3-day Quote Challenge: Day 2

Day 2 of the 3-day Quote Challenge, whose purpose and origins I’m still not entirely clear on! I think maybe my old boss is behind

This quote is from Valeria Luiselli, who I discovered about 2 years ago, because I saw a BuzzFeed article naming her a female literary compatriot to Roberto Bolaño, and he is one of my favorite authors but I always like to read more women. This is from a story called “Return Ticket”, from a collection of short stories, Sidewalks.

Going back to a book is like returning to the cities we believe to be our own, but which, in reality, we’ve forgotten and been forgotten by. In a city–in a book–we vainly revisit passages, looking for nostalgias that no longer belong to us. Impossible to return to a place and find it as you left it–impossible to discover in a book exactly what you first read between its lines.

Luiselli is a master at capturing those inexplicable emotions, those points in time where words fail us. I think in this passage she highlights something I came to realize about myself by the time I was ready to graduate college–that there is no permanent state of the self. We are always changing, and even the things we designated to remember will mean something different in a month, a year, ten years, than they did the day we first saw them.

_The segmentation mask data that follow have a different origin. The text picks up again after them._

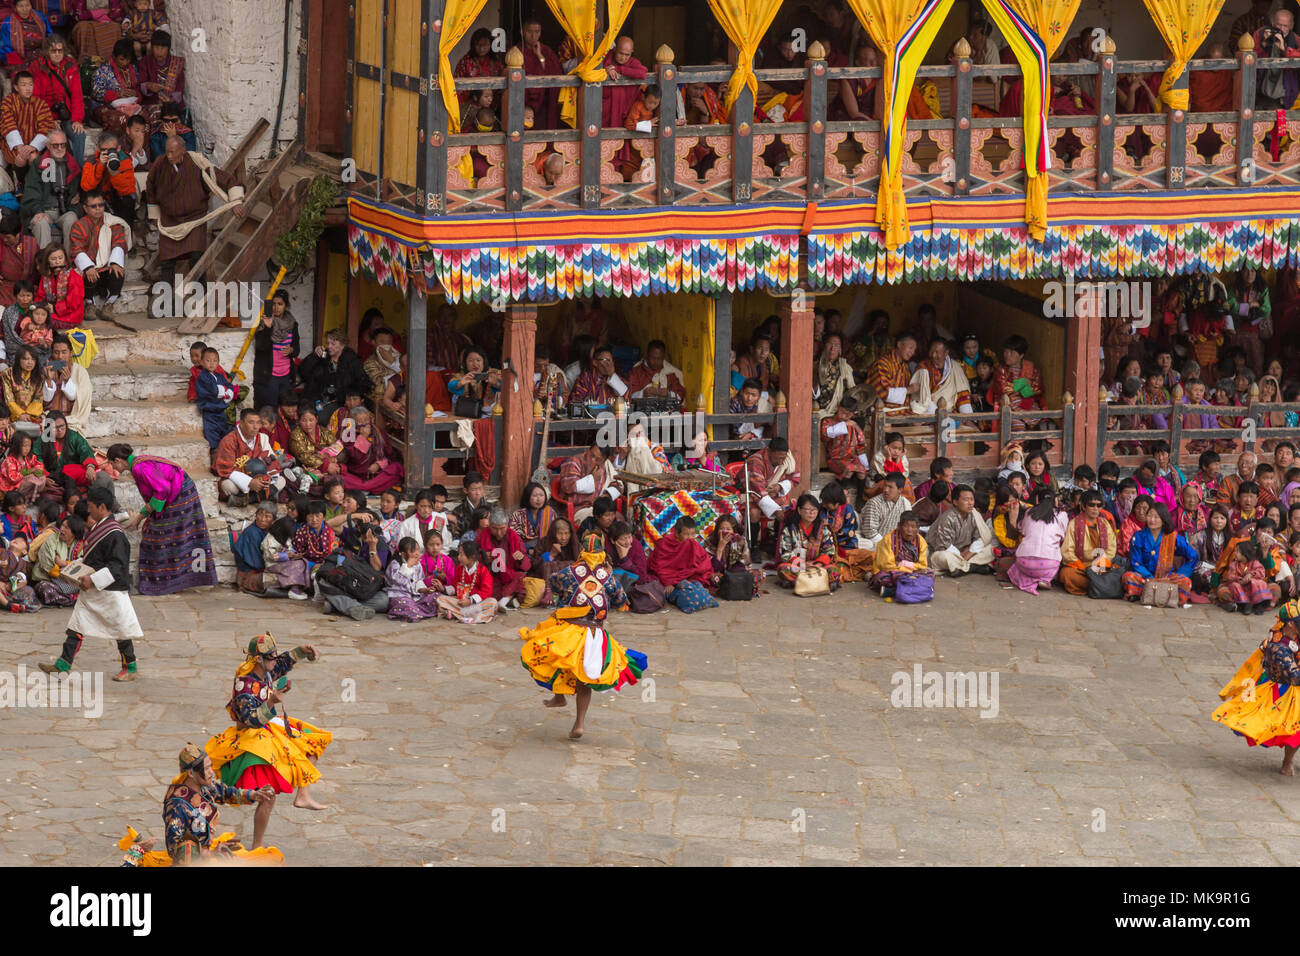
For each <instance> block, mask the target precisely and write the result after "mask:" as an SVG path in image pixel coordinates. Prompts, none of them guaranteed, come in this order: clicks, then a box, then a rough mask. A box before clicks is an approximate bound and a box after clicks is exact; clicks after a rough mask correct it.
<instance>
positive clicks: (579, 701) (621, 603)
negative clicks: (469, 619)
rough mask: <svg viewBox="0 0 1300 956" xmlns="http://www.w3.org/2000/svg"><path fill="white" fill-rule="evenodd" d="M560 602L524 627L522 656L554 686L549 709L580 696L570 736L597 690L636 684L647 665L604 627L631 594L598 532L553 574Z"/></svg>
mask: <svg viewBox="0 0 1300 956" xmlns="http://www.w3.org/2000/svg"><path fill="white" fill-rule="evenodd" d="M550 587H551V591H554V592H555V596H556V604H558V605H559V607H558V609H556V611H555V613H554V614H551V617H549V618H547V619H546V620H543V622H542V623H541V624H538V626H537V627H534V628H532V630H529V628H520V631H519V636H520V637H523V639H524V648H523V650H521V653H520V657H521V658H523V661H524V667H525V669H526V670H528V672H529V674H532V675H533V680H536V682H537V683H538V684H541V685H542V687H545V688H546V689H547V691H551V692H552V693H554V696H552V697H551V698H550V700H549V701H546V706H549V708H563V706H564V704H565V698H567V696H568V695H575V696H576V697H577V719H576V721H573V728H572V730H571V731H569V739H571V740H577V739H578V737H581V736H582V732H584V726H582V724H584V721H585V719H586V709H588V708H589V706H590V705H591V691H617V689H619V688H621V687H623V685H624V684H634V683H637V680H638V679H640V678H641V675H642V674H643V672H645V670H646V656H645V654H642V653H641V652H638V650H632V649H630V648H624V646H623V645H621V644H619V643H617V641H616V640H614V637H611V636H610V632H608V631H606V628H604V627H603V626H602V624H603V622H604V618H606V615H608V613H610V609H611V607H615V609H623V607H624V606H625V605H627V602H628V598H627V594H624V592H623V585H621V584H619V579H617V578H615V576H614V568H611V567H610V564H608V562H607V561H606V559H604V546H603V540H602V537H601V535H599V533H597V532H589V533H586V535H584V536H582V559H581V561H580V562H576V563H573V564H571V566H569V567H567V568H564V570H563V571H556V572H555V574H552V575H551V579H550Z"/></svg>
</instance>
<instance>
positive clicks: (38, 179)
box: [18, 126, 81, 248]
mask: <svg viewBox="0 0 1300 956" xmlns="http://www.w3.org/2000/svg"><path fill="white" fill-rule="evenodd" d="M79 182H81V163H78V161H77V157H75V156H73V155H72V151H70V150H69V148H68V134H66V133H64V131H62V130H61V129H60V127H57V126H56V127H55V129H53V131H52V133H51V134H49V146H48V148H47V150H45V152H44V153H43V155H42V156H40V159H39V160H38V161H35V163H32V164H30V165H29V166H27V179H26V183H25V185H23V189H22V204H21V206H19V207H18V215H19V216H21V217H22V220H23V221H25V222H27V224H29V226H27V228H29V229H30V230H31V235H32V238H34V239H35V241H36V245H38V246H39V247H40V248H44V247H45V246H48V245H49V243H52V242H57V243H60V245H62V246H64V248H66V247H68V241H69V237H70V235H72V229H73V226H74V225H75V224H77V220H78V219H81V187H79V185H78V183H79Z"/></svg>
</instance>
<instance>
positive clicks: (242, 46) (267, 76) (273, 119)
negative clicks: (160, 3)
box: [168, 0, 303, 163]
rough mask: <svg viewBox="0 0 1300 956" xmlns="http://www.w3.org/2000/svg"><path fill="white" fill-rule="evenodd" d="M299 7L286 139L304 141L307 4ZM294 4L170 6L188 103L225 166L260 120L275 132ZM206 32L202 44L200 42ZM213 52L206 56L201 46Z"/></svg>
mask: <svg viewBox="0 0 1300 956" xmlns="http://www.w3.org/2000/svg"><path fill="white" fill-rule="evenodd" d="M287 5H289V7H290V8H291V13H290V16H291V25H290V38H289V43H290V47H289V75H287V78H286V81H285V109H283V113H282V116H281V124H279V140H281V142H282V143H287V142H290V140H292V139H294V137H295V135H296V134H298V74H299V69H298V44H299V39H300V36H302V31H300V23H302V8H303V3H302V0H287ZM285 10H286V0H222V1H221V3H213V1H212V0H168V17H169V18H170V21H172V31H173V33H172V35H173V38H174V44H175V51H177V52H179V53H182V55H183V56H185V72H186V99H187V101H188V104H190V108H191V109H192V112H194V120H195V126H196V129H198V135H199V146H200V148H203V150H205V151H207V150H211V151H212V152H211V153H209V155H211V156H212V159H213V160H214V161H216V163H222V161H224V160H225V159H226V157H227V156H229V155H230V153H231V152H233V151H234V148H235V147H237V146H238V144H239V140H240V139H243V137H244V134H246V133H247V131H248V130H250V129H251V127H252V125H253V122H256V121H257V117H265V118H266V121H268V122H270V125H272V129H274V125H276V108H277V105H278V101H279V85H281V70H282V65H283V62H285V53H283V44H285V33H283V31H285ZM195 30H201V31H203V33H201V40H203V43H201V44H200V43H199V39H200V38H199V36H196V35H195ZM200 46H205V49H201V48H200V49H195V47H200ZM270 137H272V134H270V131H269V130H268V133H266V135H265V137H263V139H261V142H260V143H259V144H257V147H256V148H255V150H253V152H252V159H260V157H263V156H265V155H266V153H268V152H269V150H270Z"/></svg>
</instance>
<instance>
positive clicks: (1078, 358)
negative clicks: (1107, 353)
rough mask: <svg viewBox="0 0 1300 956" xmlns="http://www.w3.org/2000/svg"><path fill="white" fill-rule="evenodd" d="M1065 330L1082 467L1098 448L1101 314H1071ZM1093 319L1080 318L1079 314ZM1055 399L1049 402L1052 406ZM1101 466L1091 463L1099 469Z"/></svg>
mask: <svg viewBox="0 0 1300 956" xmlns="http://www.w3.org/2000/svg"><path fill="white" fill-rule="evenodd" d="M1071 311H1073V312H1074V315H1071V316H1070V323H1069V325H1067V326H1066V346H1065V369H1066V371H1065V389H1066V392H1069V393H1070V394H1071V395H1073V397H1074V423H1073V431H1074V458H1075V464H1083V463H1084V462H1086V460H1087V454H1088V451H1091V450H1092V449H1095V447H1096V446H1097V420H1099V419H1097V414H1099V406H1097V382H1100V381H1101V316H1100V312H1101V310H1099V308H1087V310H1079V308H1075V310H1071ZM1080 311H1083V312H1089V313H1092V315H1087V316H1080V315H1078V312H1080ZM1054 401H1056V399H1049V405H1053V403H1054ZM1099 464H1101V462H1092V466H1093V467H1097V466H1099Z"/></svg>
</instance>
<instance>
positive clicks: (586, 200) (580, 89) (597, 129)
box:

During my first year post-college graduation, I went back to Oakland/Berkeley during spring break to visit all my friends. I was desperately depressed in Kansas City, and hoping that my trip would take me back to who I had been in college–happy, relatively carefree, having wild parties with my friends, having friends who wanted to hang out with me at all. But the shadow of the real world was looming over me every moment, and I couldn’t find that magic I had been hoping for.

Something I saw on my third trip to Oaxaca, Mexico that’s probably been painted over by now

This summer I went back to the first town I visited outside the US. I talked about how when I was younger, right after that first magical summer, I wanted to re-live the experience over and over again. The things I’ve learned since then told me that this would be impossible–you can’t remember exactly what it was you first saw in that passage or place that sparked your imagination.

Maybe some see that as sad,that we can never re-capture that initial romance or wonder. I know that spring break I went back to Oakland, it only made me more depressed. But now, I see it as a new chance to explore and discover with every time we return.